Des images de cellules en division scannées avec l’application HP Reveal mènent à un premier triplet de lettres. La loupe binoculaire permet de découvrir une série de minuscules caractères sur un autre document. Sont résolus aussi un quiz sur une célèbre expérience en génétique (Meselson et Stahl), ainsi qu’un message chiffré en code César. Des résultats d’expériences curieusement tachés mettent les joueurs sur la piste d’un long fragment. Enfin, des séries de chiffres (indiquant en fait chacune un numéro de page, de ligne, la position d’un mot et d’une lettre), associées à des ouvrages et documents, permettent aux étudiants de retrouver des lettres dispersées dans ces textes. La séquence d’ADN est complète !
Aux joueurs de montrer désormais leurs compétences en exploitant cette séquence d’ADN et le tableau du code génétique afin d’obtenir une série de cinq lettres, constituant le code du cryptex.
Celui-ci libère une clé et un document. La clé ouvre la seconde boîte, une lampe à UV est désormais disponible ! Une paramécie ainsi éclairée dans un document met les joueurs sur la piste d’une modification de la séquence ayant ouvert le cryptex, permettant cette fois d’ouvrir le cadenas à lettres, et d’enfin libérer l’antidote. Le monde est sauvé !
Les lecteurs les plus assidus de S’cape auront peut-être reconnu ici la structure d’un jeu d’évasion pédagogique déjà décrit sur notre site. Il s’agit en effet de l’adaptation de Code Nobel, un escape game créé pour des élèves de lycée (Première S), qu’Odile Bronchain et François Agnès, enseignants-chercheurs à la faculté d’Orsay-Paris-Sud, ont remanié pour leurs étudiants de Master International.
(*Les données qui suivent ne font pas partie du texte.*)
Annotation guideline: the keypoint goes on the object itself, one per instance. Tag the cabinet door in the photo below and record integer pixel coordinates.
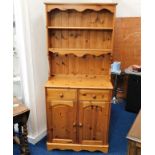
(61, 121)
(93, 122)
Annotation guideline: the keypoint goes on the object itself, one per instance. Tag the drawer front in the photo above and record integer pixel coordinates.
(93, 95)
(61, 94)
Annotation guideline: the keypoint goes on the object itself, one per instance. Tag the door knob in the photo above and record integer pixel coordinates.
(61, 95)
(80, 124)
(94, 96)
(74, 124)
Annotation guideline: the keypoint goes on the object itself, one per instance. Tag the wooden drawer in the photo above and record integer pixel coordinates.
(93, 95)
(61, 94)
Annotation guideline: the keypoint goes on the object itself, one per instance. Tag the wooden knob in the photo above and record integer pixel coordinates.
(74, 124)
(94, 96)
(61, 95)
(80, 124)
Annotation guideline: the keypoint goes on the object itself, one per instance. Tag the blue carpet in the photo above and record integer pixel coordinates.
(120, 124)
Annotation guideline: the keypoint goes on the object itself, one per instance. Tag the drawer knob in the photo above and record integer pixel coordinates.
(94, 96)
(80, 124)
(61, 95)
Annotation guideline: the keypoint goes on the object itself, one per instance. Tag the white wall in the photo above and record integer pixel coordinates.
(37, 65)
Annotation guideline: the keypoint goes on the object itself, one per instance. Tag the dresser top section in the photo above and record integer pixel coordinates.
(93, 82)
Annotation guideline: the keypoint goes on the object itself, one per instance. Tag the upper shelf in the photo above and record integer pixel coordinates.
(80, 52)
(82, 7)
(80, 28)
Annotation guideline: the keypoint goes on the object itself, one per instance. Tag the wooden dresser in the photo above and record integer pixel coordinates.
(79, 89)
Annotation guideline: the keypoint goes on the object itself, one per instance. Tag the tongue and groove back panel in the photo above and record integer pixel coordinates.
(78, 41)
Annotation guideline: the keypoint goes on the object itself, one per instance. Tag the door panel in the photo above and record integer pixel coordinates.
(93, 123)
(62, 117)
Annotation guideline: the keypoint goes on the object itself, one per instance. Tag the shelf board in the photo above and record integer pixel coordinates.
(80, 28)
(80, 81)
(80, 52)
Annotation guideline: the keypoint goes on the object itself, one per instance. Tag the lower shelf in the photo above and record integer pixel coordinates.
(78, 147)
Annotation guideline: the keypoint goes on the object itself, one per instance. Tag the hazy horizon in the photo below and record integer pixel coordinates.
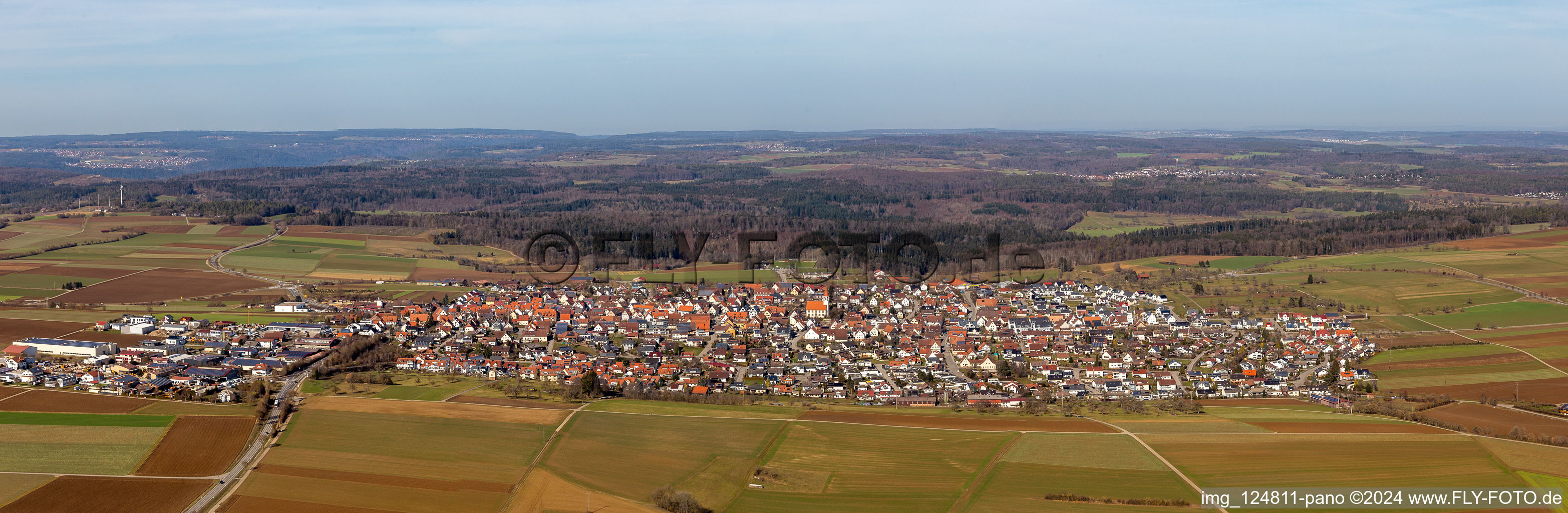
(612, 67)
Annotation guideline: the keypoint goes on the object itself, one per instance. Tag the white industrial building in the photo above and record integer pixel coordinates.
(71, 347)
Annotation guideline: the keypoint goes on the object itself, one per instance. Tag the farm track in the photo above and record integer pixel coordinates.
(215, 263)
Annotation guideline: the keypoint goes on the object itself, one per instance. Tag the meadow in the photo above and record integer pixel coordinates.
(319, 253)
(1086, 465)
(714, 466)
(860, 468)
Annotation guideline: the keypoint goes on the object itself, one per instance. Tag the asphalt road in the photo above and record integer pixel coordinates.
(262, 438)
(294, 289)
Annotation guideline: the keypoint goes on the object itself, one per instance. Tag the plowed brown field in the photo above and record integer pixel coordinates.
(81, 272)
(110, 494)
(198, 446)
(386, 480)
(1346, 427)
(160, 285)
(435, 410)
(250, 504)
(71, 402)
(23, 329)
(960, 422)
(509, 402)
(1542, 391)
(1252, 402)
(164, 228)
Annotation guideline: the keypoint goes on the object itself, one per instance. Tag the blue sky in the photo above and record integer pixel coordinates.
(609, 67)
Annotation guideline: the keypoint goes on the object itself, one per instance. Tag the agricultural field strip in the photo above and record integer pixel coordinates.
(1161, 457)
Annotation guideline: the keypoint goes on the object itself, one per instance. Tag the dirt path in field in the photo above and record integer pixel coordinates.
(963, 501)
(1161, 457)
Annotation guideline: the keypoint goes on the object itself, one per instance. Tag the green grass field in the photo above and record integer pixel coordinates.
(1420, 354)
(1388, 460)
(1086, 465)
(861, 468)
(20, 418)
(672, 408)
(709, 458)
(415, 446)
(424, 391)
(1393, 293)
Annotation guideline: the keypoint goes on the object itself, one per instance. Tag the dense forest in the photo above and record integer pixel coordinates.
(1268, 195)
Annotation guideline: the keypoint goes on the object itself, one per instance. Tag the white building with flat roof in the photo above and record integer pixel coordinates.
(71, 347)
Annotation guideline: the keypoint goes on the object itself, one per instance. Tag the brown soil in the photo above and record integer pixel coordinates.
(1534, 339)
(960, 422)
(110, 494)
(1499, 243)
(1424, 339)
(164, 228)
(1346, 427)
(397, 237)
(198, 446)
(386, 480)
(435, 410)
(545, 491)
(327, 236)
(198, 247)
(1542, 391)
(1556, 293)
(308, 228)
(23, 329)
(162, 285)
(1253, 402)
(250, 504)
(71, 402)
(107, 336)
(509, 402)
(1499, 419)
(444, 274)
(1487, 360)
(1532, 280)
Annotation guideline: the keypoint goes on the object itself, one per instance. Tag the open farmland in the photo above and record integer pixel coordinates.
(361, 441)
(319, 254)
(76, 449)
(1181, 424)
(1333, 460)
(1499, 419)
(1086, 465)
(1112, 223)
(343, 460)
(162, 285)
(71, 402)
(672, 408)
(962, 422)
(23, 329)
(1310, 421)
(110, 494)
(198, 446)
(1501, 314)
(714, 468)
(1393, 293)
(861, 468)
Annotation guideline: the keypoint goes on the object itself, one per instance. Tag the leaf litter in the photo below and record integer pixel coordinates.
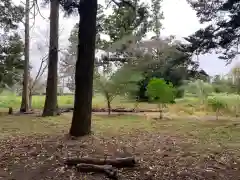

Le scénario de l’escape game d’origine, simple et convergent, facilite son appropriation et les modifications dans d’autres contextes. Les objectifs des deux comparses : souder un groupe qui va travailler ensemble pendant un semestre grâce à un jeu d’équipe, à la manière d’une tâche complexe de groupe ; c’est aussi une manière de commencer par des révisions ludiques avant le menu principal (socle Master 1), dense à Paris-Sud.
François avait déjà participé à un premier travail d’adaptation de l’escape game niveau lycée dans un but de formation aux jeux d’évasion pédagogiques pour les enseignants et enseignants-chercheurs [1]. Un brainstorming au sein d’une équipe d’enseignants de lycée et d’université avait mené à ajouter au jeu une complexification notionnelle de niveau post-bac (le code génétique n’est pas si universel que cela) et des éléments ludiques tels que la lampe à UV révélant un schéma caché, ou encore le cryptex renfermant une clé.
Cette fois, Odile et François sont allés plus loin. Tout d’abord en traduisant et en adaptant les contenus en anglais, public international oblige. La vidéo d’introduction, réalisée avec l’aide de tout une troupe d’enseignants-chercheurs et d’étudiants, témoigne de cette volonté d’offrir un jeu sur-mesure, à la scénarisation et à l’accroche extrêmement motivantes. Ensuite, en modifiant une partie de la première série d’énigmes, toujours dans l’esprit de se mettre au niveau de connaissances des étudiants sans perdre de vue le jeu. Une des énigmes se réfère à la technique de l’électrophorèse [2], étudiée durant les premières années universitaires : le niveau de compréhension requis pour la résoudre est élevé, mais il faut aussi faire preuve d’astuce en remarquant la tache présente sur le document… La coopération entre talents variés et l’intelligence collective jouent ici pleinement. Les deux enseignants ont aussi pensé à intégrer des coups de pouce, sous forme de QR-codes, notamment pour cette énigme.
Odile et François signent ici un beau travail et un jeu d’évasion très abouti, ayant permis de fédérer un groupe d’étudiants étrangers se connaissant encore à peine et quelque peu déracinés. Nul doute que nos deux enseignants seront passés à leurs yeux pour des êtres bien loufoques… Un grand bravo aux deux « weird teachers » !
[1] Cette première adaptation, jouée aussi au CLIC2018 - Congrès de la Classe Inversée - est décrite dans l’article La Grande Inversion.
[2] Il s’agit ici de la séparation par électrophorèse de fragments d’ADN utilisée pour l’élaboration du séquençage ou la cartographie de restriction.